Jornal mensal da diocese de Duque de Caxias e São João de Meriti-RJ. |
Editorial
Vítimas e cúmplices
- A violência entrou definitivamente no cotidiano de nossas vidas: às vezes pela porta da frente, ceifando pessoas que faziam parte do nosso convívio, ou pela porta dos fundos, não nos atacando diretamente mas injetando em nossas veias o vírus do medo, da desconfiança, da impotência e da insegurança.
- Crimes como o de Ana Carolina, em Laranjeiras, nos emocionam profundamente. No momento gritamos, junto com os outros, no embalo da comoção. Mas depois, quando a razão volta a dirigir as nossas ações, nós também voltamos às nossas tarefas diárias, infelizmente todas elas regadas também a indiferença.

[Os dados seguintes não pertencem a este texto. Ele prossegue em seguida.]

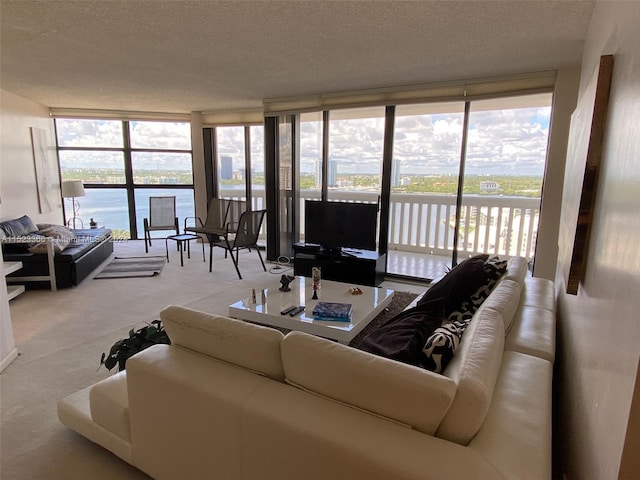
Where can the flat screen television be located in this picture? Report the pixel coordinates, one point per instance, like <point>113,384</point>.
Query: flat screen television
<point>337,225</point>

- Nas grandes metrópoles do mundo, aprende-se a conviver com a violência. Quando seus estilhaços nos atingem, temos uma reação de revolta momentânea, mas nada que vare o dia seguinte. Assim, ela pode continuar tranqüila o seu curso.
- O que assusta não é que os crimes aconteçam - sempre aconteceram - nem que estejam aumentando - tudo, hoje, tem dimensões maiores que no passado -. O problema é que os crimes ocorrem numa sociedade inerte, já anestesiada, sem reação, que em última instância parece curtir o medo e aceitar sem qualquer trauma curvar-se ao crime e sua lógica perversa.
- Um bispo da África do Norte, dom Piroird, de Hipona, terra de Santo Agostinho, publicou recentemente um pequeno texto no qual analisa a situação de seu país, a Argélia, também refém de uma escalada de violência sem precedentes. Ele resolveu tomar posição porque descobriu que a violência sempre nos faz, ao mesmo tempo, vítimas e cúmplices. Resolveu olhá-la de frente, analisá-la por dentro, para ver onde ela deita suas raízes, como ela se alimenta, onde se reproduz. Diz que é esta a chave para poder ter contra ela uma ação eficaz.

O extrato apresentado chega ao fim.